“Não podemos deixar o ecumenismo apenas nas
mãos dos diplomatas, dos políticos ou dos teólogos: devemos pregá-lo nas
paróquias”. A reflexão é de Sviatoslav Shevchuk, 43 anos, arcebispo maior da
Igreja greco-católica ucraniana. Shevchuk acaba de chegar ao Vaticano, à Casa
Santa Marta. Depois irá à Praça Madonna dei Monti, onde permanecerá durante um
mês, em vista da oração e da celebração para recordar o 80º aniversário da grande
fome (Holodomor) que provocou a morte de milhões de pessoas na Ucrânia entre
1932 e 1933.
A entrevista é de Andrea Tornielli e publicada
no sítio Vatican Insider, 20-11-2013. A tradução é de André Langer.
Eis a entrevista.
Qual é o impacto do novo Pontificado em seu
país?
O Papa Francisco está no centro das atenções da
sociedade ucraniana: as pessoas o acompanham, e se interessam por ele não
apenas os católicos, mas também os ortodoxos e os não crentes. Eu tive a
oportunidade de conhecer o então cardeal Bergoglio quando, em 2009, fui nomeado
bispo da eparquia de Santa Maria do Patrocínio, em Buenos Aires. Ele era o meu
superior imediato, porque a eparquia estava subordinada à diocese da capital
argentina. Quando deixei o país, depois de ter sido eleito patriarca,
presenteei-o com um ícone. Há alguns meses, em Santa Marta, ele me reconheceu e
me convidou para ir ao seu quarto para me mostrar que havia trazido consigo
aquele ícone ao Vaticano. O que surpreende é sua simplicidade e sua capacidade
de se aproximar das pessoas. Na Ucrânia impressionou muito sua sobriedade e sua
pobreza. Muitas vezes os bispos do nosso país são acusados de serem muito
dependentes da riqueza, como se fossem oligarcas, como se projetassem uma
Igreja para ricos. Francisco oferece o testemunho de uma Igreja próxima das
pessoas, dos pobres, e anuncia o Evangelho do Senhor.

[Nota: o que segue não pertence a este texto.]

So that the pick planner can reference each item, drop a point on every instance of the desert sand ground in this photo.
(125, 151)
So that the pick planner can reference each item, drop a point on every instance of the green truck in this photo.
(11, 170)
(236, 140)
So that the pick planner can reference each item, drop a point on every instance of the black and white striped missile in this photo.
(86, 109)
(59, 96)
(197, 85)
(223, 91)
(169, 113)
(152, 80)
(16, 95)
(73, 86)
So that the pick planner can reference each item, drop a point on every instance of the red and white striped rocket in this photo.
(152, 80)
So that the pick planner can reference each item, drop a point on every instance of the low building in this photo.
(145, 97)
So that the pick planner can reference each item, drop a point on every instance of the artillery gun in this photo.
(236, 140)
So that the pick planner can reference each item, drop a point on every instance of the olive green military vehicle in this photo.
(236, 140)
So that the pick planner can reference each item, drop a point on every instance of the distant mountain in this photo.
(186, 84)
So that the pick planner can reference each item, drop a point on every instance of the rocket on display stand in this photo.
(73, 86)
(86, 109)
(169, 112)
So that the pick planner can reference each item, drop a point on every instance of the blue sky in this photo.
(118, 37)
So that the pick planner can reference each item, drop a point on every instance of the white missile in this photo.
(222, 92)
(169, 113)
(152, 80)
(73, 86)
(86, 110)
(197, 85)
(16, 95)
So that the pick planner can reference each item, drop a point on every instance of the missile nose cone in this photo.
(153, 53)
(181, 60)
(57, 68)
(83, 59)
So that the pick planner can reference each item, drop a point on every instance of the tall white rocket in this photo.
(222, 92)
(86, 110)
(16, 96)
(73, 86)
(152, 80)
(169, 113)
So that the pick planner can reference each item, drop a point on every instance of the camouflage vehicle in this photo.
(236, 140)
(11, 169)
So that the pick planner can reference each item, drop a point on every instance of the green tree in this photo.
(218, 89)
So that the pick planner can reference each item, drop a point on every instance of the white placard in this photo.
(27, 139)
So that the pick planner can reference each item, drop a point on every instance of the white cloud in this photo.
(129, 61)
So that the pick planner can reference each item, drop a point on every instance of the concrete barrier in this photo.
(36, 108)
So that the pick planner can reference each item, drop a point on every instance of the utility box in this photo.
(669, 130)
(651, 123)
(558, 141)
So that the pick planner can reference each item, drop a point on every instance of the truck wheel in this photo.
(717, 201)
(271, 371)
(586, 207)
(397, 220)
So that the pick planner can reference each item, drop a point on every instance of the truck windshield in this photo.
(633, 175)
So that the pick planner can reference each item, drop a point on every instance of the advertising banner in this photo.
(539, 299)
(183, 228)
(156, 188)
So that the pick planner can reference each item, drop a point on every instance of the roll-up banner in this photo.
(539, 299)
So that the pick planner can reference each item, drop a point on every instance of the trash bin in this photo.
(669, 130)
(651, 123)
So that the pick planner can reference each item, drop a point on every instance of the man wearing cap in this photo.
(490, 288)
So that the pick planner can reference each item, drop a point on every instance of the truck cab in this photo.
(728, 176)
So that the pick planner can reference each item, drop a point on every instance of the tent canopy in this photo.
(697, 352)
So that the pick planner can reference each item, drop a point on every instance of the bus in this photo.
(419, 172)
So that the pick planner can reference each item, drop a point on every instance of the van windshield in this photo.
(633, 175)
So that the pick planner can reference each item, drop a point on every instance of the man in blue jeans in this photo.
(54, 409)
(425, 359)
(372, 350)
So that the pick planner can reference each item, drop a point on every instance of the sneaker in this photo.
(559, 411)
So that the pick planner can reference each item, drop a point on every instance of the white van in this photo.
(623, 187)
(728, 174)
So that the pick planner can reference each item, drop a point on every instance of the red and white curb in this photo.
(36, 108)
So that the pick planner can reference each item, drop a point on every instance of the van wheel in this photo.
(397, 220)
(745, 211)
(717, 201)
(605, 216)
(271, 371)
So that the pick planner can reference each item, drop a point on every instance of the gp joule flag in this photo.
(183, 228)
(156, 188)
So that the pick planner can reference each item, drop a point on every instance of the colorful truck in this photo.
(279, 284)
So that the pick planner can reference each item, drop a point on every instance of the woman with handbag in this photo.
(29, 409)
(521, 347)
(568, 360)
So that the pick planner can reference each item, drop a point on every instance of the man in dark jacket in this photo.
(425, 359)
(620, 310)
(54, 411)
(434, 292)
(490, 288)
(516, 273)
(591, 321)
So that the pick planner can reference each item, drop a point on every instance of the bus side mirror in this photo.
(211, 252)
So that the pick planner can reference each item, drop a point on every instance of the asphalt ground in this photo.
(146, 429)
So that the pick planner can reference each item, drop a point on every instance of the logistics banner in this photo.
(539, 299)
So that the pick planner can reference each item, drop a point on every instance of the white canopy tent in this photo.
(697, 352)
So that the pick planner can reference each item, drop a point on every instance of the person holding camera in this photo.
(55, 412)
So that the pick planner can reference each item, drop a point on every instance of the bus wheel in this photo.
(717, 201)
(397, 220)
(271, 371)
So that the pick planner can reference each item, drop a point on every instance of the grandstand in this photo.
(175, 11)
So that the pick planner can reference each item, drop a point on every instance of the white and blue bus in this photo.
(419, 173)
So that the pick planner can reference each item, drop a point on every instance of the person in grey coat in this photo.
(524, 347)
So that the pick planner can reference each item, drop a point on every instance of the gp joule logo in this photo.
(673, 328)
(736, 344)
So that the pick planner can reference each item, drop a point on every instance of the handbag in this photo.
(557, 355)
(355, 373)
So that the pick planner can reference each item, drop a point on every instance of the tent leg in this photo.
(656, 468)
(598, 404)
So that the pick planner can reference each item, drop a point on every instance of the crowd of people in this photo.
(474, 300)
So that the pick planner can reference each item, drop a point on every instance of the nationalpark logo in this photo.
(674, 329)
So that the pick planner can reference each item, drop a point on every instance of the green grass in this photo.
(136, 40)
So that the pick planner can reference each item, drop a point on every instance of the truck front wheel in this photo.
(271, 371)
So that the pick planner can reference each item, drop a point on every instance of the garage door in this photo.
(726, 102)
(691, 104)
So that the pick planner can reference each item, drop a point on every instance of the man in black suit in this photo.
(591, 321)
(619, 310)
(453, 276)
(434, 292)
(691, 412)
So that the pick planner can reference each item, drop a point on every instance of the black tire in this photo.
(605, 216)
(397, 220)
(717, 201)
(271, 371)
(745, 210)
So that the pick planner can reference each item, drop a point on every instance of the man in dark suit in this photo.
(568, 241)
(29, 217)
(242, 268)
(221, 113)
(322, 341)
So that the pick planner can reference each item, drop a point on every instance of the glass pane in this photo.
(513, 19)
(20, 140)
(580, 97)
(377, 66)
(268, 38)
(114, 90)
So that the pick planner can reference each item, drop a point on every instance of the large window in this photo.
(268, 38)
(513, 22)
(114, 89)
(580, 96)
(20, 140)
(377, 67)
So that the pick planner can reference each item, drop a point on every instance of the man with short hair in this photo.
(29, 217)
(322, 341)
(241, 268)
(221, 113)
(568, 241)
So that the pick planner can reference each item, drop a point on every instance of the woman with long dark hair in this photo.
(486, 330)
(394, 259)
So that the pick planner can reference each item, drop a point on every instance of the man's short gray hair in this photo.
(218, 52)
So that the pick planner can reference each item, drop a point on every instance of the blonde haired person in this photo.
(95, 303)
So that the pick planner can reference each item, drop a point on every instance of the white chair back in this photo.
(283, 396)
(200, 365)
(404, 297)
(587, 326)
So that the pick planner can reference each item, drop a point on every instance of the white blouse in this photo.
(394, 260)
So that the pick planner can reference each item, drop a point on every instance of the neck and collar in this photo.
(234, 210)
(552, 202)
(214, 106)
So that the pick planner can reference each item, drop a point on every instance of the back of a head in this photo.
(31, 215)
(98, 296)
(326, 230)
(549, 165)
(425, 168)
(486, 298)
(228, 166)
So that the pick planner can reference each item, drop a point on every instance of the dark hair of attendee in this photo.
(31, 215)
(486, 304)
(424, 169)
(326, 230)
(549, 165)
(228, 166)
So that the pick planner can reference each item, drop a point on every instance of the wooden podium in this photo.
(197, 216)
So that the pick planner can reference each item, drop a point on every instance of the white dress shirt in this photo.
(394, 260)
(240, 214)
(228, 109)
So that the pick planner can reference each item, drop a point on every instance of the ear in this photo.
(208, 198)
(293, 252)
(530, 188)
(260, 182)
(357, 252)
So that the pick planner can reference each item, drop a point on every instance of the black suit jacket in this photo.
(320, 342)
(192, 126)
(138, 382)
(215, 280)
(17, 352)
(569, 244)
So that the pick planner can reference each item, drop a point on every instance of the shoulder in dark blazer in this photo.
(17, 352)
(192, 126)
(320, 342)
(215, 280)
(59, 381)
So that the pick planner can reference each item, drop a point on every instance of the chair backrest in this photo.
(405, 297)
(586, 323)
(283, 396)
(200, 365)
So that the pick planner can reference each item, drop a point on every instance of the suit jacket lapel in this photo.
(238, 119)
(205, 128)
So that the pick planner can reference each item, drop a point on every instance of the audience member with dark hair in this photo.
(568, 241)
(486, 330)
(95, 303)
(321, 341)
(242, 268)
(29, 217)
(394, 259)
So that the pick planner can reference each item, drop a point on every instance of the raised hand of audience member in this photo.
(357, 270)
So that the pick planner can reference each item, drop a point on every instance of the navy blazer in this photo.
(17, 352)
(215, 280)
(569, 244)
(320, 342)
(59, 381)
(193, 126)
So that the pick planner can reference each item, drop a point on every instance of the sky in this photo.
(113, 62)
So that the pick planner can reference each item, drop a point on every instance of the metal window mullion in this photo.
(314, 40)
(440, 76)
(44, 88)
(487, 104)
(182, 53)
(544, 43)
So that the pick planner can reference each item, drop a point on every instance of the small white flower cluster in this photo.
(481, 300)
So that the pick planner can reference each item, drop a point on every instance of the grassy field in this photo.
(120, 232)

Como estão atualmente as relações entre
católicos e ortodoxos na Ucrânia?
A nossa realidade é muito complexa, o nosso
cristianismo está muito fragmentado: somente nós, os católicos, estamos
presentes com três realidades “sui iuris”. A conferência episcopal dos latinos,
a eparquia de Mukaceve (que depende diretamente da Santa Sé) e a Igreja
greco-católica. Procuramos oferecer o testemunho da unidade, sobretudo entre
nós. Como se sabe, também a Igreja ortodoxa está fragmentada; além da
“canônica”, em comunhão com o Patriarcado de Moscou, há outras duas Igrejas
ortodoxas. Fazemos o possível para colaborar. Existe um Conselho das Igrejas e
também comunidades religiosas ucranianas nas quais, ao lado dos judeus e dos
muçulmanos, os cristãos das diferentes confissões podem tomar atitudes em
comum. Claro, na Ucrânia as Igrejas ortodoxas muitas vezes não entendem porque
nós, os greco-católicos, existimos; consideram-nos um projeto político do
passado. Mas também há sinais positivos, há um povo que está cansado das
divisões e pede unidade, está aumentando o ecumenismo de baixo para cima.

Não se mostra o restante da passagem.